Transportation

Why Higher Fares Would Be Good for Public Transit

If transit is really to thrive in the United States, agencies need to reconsider their reliance on taxpayer subsidies.
Flickr user Mr.TinDC

Low transit fares have a long tradition in American cities. In his 1921 reelection campaign, Mayor John F. Hylan called the nickel fare a "property right" of New Yorkers, even though inflation during World War I had raised wages, and turned what had been a profitable fare for the transit companies into a fare that guaranteed ongoing losses, eventually requiring a government takeover. New York was only somewhat ahead of the national curve. In the 1960s, a variety of pressures put for-profit transit systems in terminal bankruptcy, and public subsidy of transit fares became the norm across the United States. Since then, the price of a transit ride has been a permanently politicized number.

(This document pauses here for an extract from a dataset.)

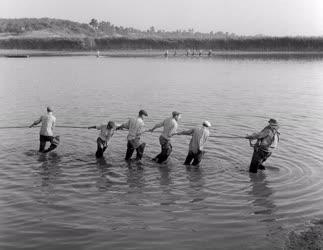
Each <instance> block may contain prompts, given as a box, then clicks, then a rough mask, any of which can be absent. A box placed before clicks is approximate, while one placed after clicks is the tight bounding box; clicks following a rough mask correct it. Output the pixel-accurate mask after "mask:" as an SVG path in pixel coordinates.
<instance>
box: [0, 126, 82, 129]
mask: <svg viewBox="0 0 323 250" xmlns="http://www.w3.org/2000/svg"><path fill="white" fill-rule="evenodd" d="M39 127H40V126H34V127H33V128H39ZM18 128H30V127H29V126H8V127H0V129H18ZM55 128H86V129H87V128H88V127H79V126H55Z"/></svg>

The political focus on the fare assumes that only one aspect of the overall transit experience—the price of a ride—is the overriding concern to a rider. But this isn't always the case. With America's transit systems woefully underinvesting in their own capital infrastructure, it is time to consider whether the interests of the riders themselves are actually served by an approach that prioritizes low fares over high-quality service. And with transportation patterns beginning to break from the car-focus of the last 60 years, it is also time to think about whether we can break from the model of pricing transit in a way that structurally loses money.